But let us beware – for indeed, Power also lays claim to a form of magic, since it projects a yet unattained destination. In the secular world, this is called Utopia. In the theocratic, it is known as Paradise – other names being Valhalla, Nirvana and so on. For any of these, the here and now does not exist except as a mere passage – or indeed an obstacle that stands in the way of attaining Utopia/Paradise. Scriptures and Ideological Tracts superimpose on the present the sublimity of that Ultimate Destination, even encroach on the province of the kaleidoscope by brainwashing the susceptible into seeing a fantasy land through the seductive tints of stained-glass windows.
That vista is however the creation of the privileged receivers of Revelation, the Chosen, who insist that they must never be contradicted or questioned. Beneath all such projections however, allying the secular to the theocratic, is one craving, one coveted, uncompromising objective, especially among the more intolerant versions of such proponents, and that is – Power. And to whom does such power belong? To the Chosen. But who chose them? Whatever they claim, they are self-chosen. Self-appointed.
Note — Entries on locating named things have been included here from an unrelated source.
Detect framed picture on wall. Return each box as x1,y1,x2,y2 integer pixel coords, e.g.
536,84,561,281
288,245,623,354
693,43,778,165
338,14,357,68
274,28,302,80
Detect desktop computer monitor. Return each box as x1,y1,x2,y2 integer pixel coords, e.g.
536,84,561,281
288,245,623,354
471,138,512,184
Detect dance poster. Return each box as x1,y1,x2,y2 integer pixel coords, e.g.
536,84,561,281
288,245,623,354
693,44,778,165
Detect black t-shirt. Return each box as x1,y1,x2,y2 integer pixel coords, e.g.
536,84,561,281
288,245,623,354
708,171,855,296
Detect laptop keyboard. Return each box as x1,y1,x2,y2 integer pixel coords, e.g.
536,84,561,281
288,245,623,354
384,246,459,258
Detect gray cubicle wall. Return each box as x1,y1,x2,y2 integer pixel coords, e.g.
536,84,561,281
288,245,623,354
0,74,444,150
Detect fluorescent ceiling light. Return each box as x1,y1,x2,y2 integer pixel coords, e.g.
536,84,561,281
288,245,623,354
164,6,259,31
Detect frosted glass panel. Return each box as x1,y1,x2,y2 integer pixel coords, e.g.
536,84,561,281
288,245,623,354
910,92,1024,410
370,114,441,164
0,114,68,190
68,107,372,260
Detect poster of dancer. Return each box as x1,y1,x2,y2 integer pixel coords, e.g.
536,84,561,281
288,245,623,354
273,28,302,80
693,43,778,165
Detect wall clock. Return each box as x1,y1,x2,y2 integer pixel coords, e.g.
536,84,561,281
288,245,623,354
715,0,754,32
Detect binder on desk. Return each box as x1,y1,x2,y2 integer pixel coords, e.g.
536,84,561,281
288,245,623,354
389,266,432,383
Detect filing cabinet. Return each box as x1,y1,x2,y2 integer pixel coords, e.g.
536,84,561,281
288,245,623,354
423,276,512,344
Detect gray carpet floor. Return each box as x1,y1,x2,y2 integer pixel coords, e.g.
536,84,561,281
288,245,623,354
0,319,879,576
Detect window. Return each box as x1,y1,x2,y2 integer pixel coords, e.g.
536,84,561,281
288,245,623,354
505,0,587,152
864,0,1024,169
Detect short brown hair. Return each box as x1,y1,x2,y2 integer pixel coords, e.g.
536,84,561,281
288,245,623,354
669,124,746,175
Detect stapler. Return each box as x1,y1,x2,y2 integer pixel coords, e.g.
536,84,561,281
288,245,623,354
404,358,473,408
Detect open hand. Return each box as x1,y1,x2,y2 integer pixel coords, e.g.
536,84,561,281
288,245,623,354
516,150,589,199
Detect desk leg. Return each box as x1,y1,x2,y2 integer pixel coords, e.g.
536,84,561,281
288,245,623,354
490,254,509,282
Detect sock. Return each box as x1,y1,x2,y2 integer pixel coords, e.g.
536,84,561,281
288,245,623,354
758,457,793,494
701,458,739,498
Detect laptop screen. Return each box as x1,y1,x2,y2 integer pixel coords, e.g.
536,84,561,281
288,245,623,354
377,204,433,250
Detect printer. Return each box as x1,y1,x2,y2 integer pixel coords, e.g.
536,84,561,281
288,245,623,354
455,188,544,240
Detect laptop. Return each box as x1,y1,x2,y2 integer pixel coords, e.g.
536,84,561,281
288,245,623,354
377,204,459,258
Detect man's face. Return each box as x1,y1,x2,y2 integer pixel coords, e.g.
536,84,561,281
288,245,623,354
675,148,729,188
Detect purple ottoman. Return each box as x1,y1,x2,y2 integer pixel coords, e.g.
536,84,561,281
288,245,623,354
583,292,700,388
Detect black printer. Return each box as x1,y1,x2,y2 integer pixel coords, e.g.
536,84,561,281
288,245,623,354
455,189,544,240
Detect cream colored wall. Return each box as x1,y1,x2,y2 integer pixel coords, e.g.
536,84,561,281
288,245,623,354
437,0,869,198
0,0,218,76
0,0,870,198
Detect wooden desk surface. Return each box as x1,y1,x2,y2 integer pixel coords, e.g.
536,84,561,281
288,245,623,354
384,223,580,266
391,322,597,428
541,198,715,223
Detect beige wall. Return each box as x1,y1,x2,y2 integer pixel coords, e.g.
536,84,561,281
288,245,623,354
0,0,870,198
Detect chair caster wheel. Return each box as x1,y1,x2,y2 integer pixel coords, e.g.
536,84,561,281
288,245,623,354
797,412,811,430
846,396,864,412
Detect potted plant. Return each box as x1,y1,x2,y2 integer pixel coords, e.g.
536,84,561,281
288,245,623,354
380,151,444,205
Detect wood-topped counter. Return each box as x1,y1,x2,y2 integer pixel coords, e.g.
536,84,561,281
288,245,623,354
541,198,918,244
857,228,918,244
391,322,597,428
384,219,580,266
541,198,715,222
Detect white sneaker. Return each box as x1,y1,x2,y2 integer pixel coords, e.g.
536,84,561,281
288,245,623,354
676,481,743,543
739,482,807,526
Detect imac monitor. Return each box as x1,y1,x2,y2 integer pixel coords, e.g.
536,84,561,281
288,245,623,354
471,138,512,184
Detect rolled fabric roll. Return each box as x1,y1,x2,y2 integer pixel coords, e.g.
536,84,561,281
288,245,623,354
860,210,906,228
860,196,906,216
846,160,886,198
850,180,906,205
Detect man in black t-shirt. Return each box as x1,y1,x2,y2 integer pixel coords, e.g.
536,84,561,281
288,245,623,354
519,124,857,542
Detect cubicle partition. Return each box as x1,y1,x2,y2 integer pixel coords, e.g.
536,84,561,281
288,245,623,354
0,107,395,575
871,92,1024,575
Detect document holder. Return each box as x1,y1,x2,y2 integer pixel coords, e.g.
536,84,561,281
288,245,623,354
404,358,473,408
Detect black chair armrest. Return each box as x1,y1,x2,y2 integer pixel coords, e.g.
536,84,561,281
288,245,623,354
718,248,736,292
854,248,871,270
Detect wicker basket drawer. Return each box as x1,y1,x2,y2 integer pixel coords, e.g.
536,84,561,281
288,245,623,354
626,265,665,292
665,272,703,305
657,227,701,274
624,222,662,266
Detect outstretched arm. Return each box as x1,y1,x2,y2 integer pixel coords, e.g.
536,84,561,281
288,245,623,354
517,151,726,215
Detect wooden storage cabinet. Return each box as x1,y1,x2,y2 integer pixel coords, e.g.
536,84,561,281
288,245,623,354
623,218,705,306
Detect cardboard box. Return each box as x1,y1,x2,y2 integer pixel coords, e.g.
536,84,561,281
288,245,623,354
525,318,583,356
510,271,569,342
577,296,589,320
They may evoke as their original sponsor one Super-Being, or Supreme Being by whatever name they choose, an invisible Authority with whom, presumably, they are constantly on a mystic hot-line. Our response, the response of the liberated mind must be simply this: whip out our Mobile phone and say, give me her – or his number. I want to send him – or her – a text.
How did that ancient facilitator of Power – the taboo – come to be constructed in social evolution? Since, very often, there is no rational explanation of what is forbidden – unless those who interdict right and left openly admit that their goal is simply to contain challenges to authority and institute absolute obedience – they proceed to invent the taboo – the undoable and the unspeakable. And – going all the way back to whatever serves as equivalents of the medieval phase of such afflicted societies – even the unthinkable!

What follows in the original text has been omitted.